Me personally i think they are all way cute .. they are all dwarf size so they will stay 2-3lb.. which is nice. Right now they are about the size of soft balls ( that includes their fur *lol*) by the time they are 6 weeks the last batch was Almost their mama's size, but of course i got the girls when they were 6 weeks and they were about the same size as their are now.


----------



## qtkitty (Apr 17, 2005)

Lets see i think i can get a picture to get on here.


This is Daisy Dot, Rosebud and Calalilly in order.


----------



## Rosarybeads (Oct 21, 2004)

Okay, talking show-wise:
The holland looks nice, she looks like the color red, with a bit of dark ticking, which technically she shouldn't have.  She could have a "fatter" face for a holland. She has nice ears for a holland too. 

Both dwarves look like sables, but I am less experienced in that color, so I will let someone else who has more experience say. But the one on the left has a nice, round head. The one on the right isn't bad either, but could be rounder. Both have long ears for dwarves, and would most likely be disqualified for that, but they may be in the "okay" range. Still, shorter is better on dwarves. That's from a show perspective.

From a pet perspective, you have some really cute, nice rabbits. The does, since they are a bit on the lankier and not as round size, would be great producers normally, as you can see in your dwarf, for 4 is very good indeed! They are beauties!   Gotta get back into bunnies, makes me miss them. 

If you get a male netherland, get a tiny, tiny one with short ears. Then you can have big, good producing does, with small bucks, and you can keep the little does that look like they take after mama.


----------



## apirlawz (Dec 26, 2003)

qtkitty said:


> .. I got sick of paying pet store prices ..


I hear ya...overpriced garbage! This will definitely give you the edge from a marketing point of veiw, because people aren't dumb. Especially since they get to talk to you, the breeder, and see how you raise and care for your rabbits. They'll see the quality in what you have to offer with your babies, and whatever other feed/instruction/accessories you send home with them! 



qtkitty said:


> .. Me personally i think they are all way cute .. they are all dwarf size so they will stay 2-3lb.. which is nice. Right now they are about the size of soft balls ( that includes their fur *lol*) by the time they are 6 weeks the last batch was Almost their mama's size, but of course i got the girls when they were 6 weeks and they were about the same size as their are now.
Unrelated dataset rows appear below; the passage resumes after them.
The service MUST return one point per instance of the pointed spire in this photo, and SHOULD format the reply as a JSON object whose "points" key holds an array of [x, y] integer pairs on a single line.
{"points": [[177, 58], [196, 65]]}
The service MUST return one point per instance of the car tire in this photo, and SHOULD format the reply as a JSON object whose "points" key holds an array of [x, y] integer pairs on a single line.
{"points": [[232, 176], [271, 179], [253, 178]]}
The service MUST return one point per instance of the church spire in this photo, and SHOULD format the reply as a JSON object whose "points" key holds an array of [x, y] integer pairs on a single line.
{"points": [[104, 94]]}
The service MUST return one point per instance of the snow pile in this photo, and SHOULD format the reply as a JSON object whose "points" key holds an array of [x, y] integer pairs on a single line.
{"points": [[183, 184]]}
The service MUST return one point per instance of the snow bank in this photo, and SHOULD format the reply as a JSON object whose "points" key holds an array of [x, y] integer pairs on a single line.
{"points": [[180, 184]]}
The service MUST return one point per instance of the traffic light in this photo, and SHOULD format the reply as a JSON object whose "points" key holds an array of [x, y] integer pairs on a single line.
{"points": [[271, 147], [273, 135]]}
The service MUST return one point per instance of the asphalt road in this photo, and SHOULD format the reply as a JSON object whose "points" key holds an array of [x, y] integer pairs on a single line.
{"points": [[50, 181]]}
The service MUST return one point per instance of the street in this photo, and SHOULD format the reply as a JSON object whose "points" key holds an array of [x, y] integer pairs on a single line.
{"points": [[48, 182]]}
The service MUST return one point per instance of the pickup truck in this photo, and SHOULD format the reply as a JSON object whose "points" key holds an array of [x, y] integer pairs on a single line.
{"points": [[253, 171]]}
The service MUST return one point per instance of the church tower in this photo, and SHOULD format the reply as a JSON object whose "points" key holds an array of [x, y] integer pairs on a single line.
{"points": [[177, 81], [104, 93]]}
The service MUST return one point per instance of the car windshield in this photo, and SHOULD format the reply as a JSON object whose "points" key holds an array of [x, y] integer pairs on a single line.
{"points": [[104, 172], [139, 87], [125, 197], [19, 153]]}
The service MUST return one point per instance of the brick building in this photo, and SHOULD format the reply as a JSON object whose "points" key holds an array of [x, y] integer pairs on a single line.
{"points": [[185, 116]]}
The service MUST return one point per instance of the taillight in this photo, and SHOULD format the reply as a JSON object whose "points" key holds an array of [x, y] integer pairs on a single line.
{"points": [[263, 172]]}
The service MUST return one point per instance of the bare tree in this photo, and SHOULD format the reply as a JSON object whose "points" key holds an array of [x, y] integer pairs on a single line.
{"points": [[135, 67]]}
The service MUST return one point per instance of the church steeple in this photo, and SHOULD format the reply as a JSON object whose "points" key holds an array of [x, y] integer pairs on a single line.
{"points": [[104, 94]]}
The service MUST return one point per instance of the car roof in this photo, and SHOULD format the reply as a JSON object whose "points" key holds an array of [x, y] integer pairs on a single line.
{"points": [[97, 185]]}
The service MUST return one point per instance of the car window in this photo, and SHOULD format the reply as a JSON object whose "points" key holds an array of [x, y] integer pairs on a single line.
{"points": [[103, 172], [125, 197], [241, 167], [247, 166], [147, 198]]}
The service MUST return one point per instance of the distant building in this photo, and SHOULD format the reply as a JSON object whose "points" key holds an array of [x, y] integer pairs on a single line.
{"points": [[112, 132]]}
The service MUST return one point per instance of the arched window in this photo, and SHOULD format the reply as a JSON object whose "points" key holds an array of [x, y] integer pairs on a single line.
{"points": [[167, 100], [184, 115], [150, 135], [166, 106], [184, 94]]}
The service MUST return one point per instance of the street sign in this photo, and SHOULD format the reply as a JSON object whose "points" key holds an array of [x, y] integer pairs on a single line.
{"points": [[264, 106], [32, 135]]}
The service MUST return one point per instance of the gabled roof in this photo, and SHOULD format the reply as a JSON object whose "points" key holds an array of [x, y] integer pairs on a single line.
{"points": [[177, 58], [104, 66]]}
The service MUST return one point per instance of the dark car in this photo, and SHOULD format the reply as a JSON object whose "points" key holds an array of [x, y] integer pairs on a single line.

Yep, I would definitely go with the higher price...they really are adorable! I think finding a market might not be too hard. I hate thinking of "marketing" animals (saw this too much at the pet store... :no: ) based on fads, but good or bad, "mini" seems to be the thing right about now. The screening part might be important, - my worry would be Paris Hilton wannabes looking for furry accessories! Although, that still probably only applies to teacup poodles and chihuahuas...poor things! But, I digress, that's a whole 'nuther thread - literally!! 

From a show point of veiw, I have no idea!  I'm a market gardener raising NZs for meat production, so I can tell ya all about the marketing end of it, but not much beyond that. Except that, wow, they sure are adorable compared to my monster big NZs!! :haha: Does that help!?


----------



## qtkitty (Apr 17, 2005)

Rosarybeads~ Rosebud ( the Holland .. is a he) has filled out since that picture ... i got him from the pet store he was up on the highest shelf in the corner and you could only see the top of his head .. since he wasn't a cute baby anymore .. and he had a healed broken leg.. for $8 i was willing to pay for him. He has a perminately turned foot from it being broken and some bones fusing together.

Another time i was THIS close to getting a pure black show quality Holland Lop. At the same store it had been marked down from $60-$50-$40-.. all the way to $10. I thought that he/she was gorgious!!

Yeah i definately agree the netherlands have long ears .. i have heard of the big ugly doe .. and i don't know if that is what they are or if they are mixes themselves ( which is possible i guess.. although they were sold as netherlands) I don't really care because they are our pets and i love them anyways *lol*But for a show look i thought they were off. 

Rabbits are addicting definately. ( geeze that makes me sound like some weird collector)

Here are the newest pics i have of them :



















And one of the babies from the last litter at 6 weeks









apirlawz~~I can not believe that pet store market that stuff ... but i can just because i know how they work to draw the customer. Still agrivates the heck out of me though. 

OH YEAH ... screening is good . the first litter we had we advertised free in the paper to a good home.. some weird guy called and asked for all of them didnt care what they looked like or personalities or anything. I told him that they were all gone.. that just freaked me OUT. I will never ever advertise an animal for free in the paper again!

Of course to me i would LOVE to have a bunny that is the size that these kits are right now .. if anyone knows what 4 week old dwarfs look like .. they are about the size of a softball. Of course i say the same thing about kittens and puppies .. i think it is just me wanting them to stay my little babies forever. 

*lol* I know they are nice to cuddle with since they are small .. i had a giant bunny when i was younger .. after a certain size there was no comfortable way for me to pick him up to cuddle and love on him. He was spoiled rotten though.

I would definatly like to get into meat production as well.. of course that would be livestock and not pets... show/pet bunnies can be more "pet" bunnies


----------



## qtkitty (Apr 17, 2005)

apirlawz said:


> Sounds like he was a reptile owner looking for feeders. It's a legitimate market, but, man! I think I would have to mentally prepare myself for that first!! That, and it's a whole lot safer for the reptile to feed dead animals, anyway - less chance of injury.


I would not have minded if they were breed for meat or as livestock .. but these fellows are pets .. i just couldn't do that.


----------



## Rosarybeads (Oct 21, 2004)

Ohhhh, that second baby is a cutie. Maybe you should cross breed them! LOL  You're right, the holland is much more filled out, he looks nice. I think your dwarves are full blooded, I just think they aren't as nice show ones. I had quite a few like that, in the pet market. They still look like purebred though.

Sounds like a snake owner wanted the little ones... Aw...


----------



## qtkitty (Apr 17, 2005)

Which Second baby?

Yeah he took a long time to fill out like that.. i think his testosterone had not kicked in. He was a sad little guy when we first got him, now he is pretty happy go lucky and trusts us to hold him like a baby. I think thats how he broke his foot because someone dropped him when he was little. 

Kevin's Nephew got a black with brown belly Netherland at a fair for $60 purebreed with papers. It passed on in December, from improper care. I wish they had just called me up i could have helped them set him up right.


----------